Eli Lilly reported disappointing results from a late-stage test of one of its cancer drugs.
According to Reuters, the pharmaceutical giant was testing a drug called Verzenio on patients with lung cancer. Verzenio was approved by the U.S. Food and Drug Administration earlier this year for patients with HR-positive, HER2-negative breast cancer. But the treatment — a daily CDK 4/6 inhibitor that blocks certain enzymes that promote the growth of cancer cells — failed to improve the overall survival rate in patients with small-cell lung cancer with a mutation of the KRAS gene.
The drug, however, did achieve secondary goals by showing evidence of providing a progression-free survival and an overall response rate.
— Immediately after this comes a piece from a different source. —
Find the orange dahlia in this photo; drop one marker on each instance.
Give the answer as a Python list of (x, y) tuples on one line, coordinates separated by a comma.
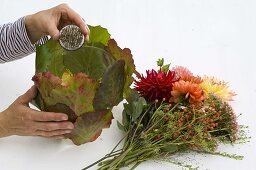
[(156, 85), (185, 90)]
“While the outcome is unfortunate for patients with KRAS-mutated, advanced lung cancer, we remain encouraged by the antitumor activity observed with abemaciclib in this form of lung cancer where few clinical advances have been achieved,” Levi Garraway, senior vice president of global development and medical affairs, said.
The news is just the latest clinical trial setback for Lilly, which has already laid off nearly 9 percent of its workforce — or 3,500 positions — this year to save $500 million.
Last November, a potential Alzheimer’s treatment failed during a late-stage study.
The company has also seen sales fall in recent years as patent protections for two of its best-selling drugs — Cymbalta and Zyprexa — have been removed.
In April, the FDA also rejected a rheumatoid arthritis drug developed by Lilly.
Upon news of the Verzenio failure, Lilly’s stocks sank 4 percent.